The next several chapters dig into four contemporary manifestations of tactics used by White people and the government to terrorize and harass Black people: 911 calls (Chapter 2), Terry stops (Chapter 3), Stand Your Ground laws (Chapter 4), and qualified immunity for police officers (Chapter 5). The addition of analyses of 911 calls is a particularly important contribution of this book because such calls are often not the subject of analyses, despite their importance in implicating everyday White Americans (i.e., non-police officers) in policing segregated spaces.

The key argument that Fields makes is that Whites’ “racial fear” motivates the enforcement of segregation in American society. When White people see Black people outside the racial tropes that they ascribe to them, they become suspicious and seek to enforce social expectations that relegate Black people back to the “iconic ghetto.” Fields largely focuses on the way that implicit racial bias drives this racial fear, which at times seemed to leave little room for analyses of the role that conscious racial bias can also play.

Nevertheless, Fields’ focus on implicit racial bias is used to motivate important policy recommendations that he makes in Chapters 7 and 8. He argues that we do not have the time to wait for implicit bias training to reshape White Americans’ minds (if this is even ever possible) and, as a result, we have to focus on immediate solutions to protect Black people. His central thesis here is that reform “should focus less on improving the quality of interactions between police and the communities they serve and more on decreasing the quantity of such interactions” (p. 7, emphases added). I appreciated the urgency with which these recommendations were made—it ensured that the book would not only engage in theoretical debates but also focus on the real lives that are impacted by the actions taken by White people motivated by racial fear, the police, and the government.

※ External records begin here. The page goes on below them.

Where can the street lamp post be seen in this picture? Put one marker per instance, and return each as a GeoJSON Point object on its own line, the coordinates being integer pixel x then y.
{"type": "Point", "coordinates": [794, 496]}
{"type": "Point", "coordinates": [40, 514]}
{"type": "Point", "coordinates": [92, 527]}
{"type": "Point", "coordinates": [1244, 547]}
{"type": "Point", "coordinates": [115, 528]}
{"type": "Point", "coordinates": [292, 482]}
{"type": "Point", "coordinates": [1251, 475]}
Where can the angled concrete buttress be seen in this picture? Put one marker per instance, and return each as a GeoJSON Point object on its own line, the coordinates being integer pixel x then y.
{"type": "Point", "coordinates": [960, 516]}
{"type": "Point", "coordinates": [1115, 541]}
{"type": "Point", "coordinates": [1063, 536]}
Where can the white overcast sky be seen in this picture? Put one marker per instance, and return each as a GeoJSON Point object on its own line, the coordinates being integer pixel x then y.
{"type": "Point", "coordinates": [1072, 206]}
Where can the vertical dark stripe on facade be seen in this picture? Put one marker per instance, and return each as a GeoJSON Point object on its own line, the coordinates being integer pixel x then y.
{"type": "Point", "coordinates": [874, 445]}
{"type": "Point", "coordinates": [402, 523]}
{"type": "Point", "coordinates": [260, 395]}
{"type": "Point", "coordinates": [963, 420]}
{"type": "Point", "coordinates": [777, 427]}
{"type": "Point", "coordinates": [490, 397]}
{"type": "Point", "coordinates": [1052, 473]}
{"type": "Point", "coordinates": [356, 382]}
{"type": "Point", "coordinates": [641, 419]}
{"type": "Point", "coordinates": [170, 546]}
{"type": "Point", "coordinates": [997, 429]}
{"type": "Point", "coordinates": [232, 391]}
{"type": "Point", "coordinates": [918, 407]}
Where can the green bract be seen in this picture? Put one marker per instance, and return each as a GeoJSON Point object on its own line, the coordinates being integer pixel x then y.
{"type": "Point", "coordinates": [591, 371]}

Fields proposes several policy and legal recommendations that would make for great conversations in both undergraduate and graduate courses. Further, as this book focuses more on historical and legal analyses, rather than quantitative analyses, it would be accessible to students of all levels. Fields discusses solutions like deterring 911 abuse in the first place, as well as punishing it once it occurs, in addition to ending qualified immunity for police officers, a return to the English common law model of self-defense that includes a “duty to retreat,” a redefinition of what we consider “reasonable” when using deadly force, and independent investigations of police incidents. Throughout his discussion, he is attentive to normative goals of such legislation as well as the practicality of getting such work done.

Some of the reforms he proposes align with calls from activists who want to “defund the police.” Fields addresses these similarities and proposes a reframing of such motivations—away from defunding and toward curbing what he dubs “maximum policing.” Right now, we have policies that encourage the maximum level of reporting suspected crimes, the maximum level of militarized response to any 911 calls, and a “shoot first, think later” culture that encourages maximum engagement between the police and public. This culture of maximum policing, Fields argues, is what needs to be eliminated in America.

On the whole, Neighborhood Watch provides an accessible and normatively important critique of not only the criminal justice system and the ways in which the government constructs and maintains segregation and marginalization in American society but also the ways in which everyday White Americans participate in such maintenance. This is a novel contribution that adds depth to the burgeoning policing literature in political science, as well as to our understandings of legal theory, the policymaking process, and studies of race and racism across disciplines like law, political science, sociology, and history.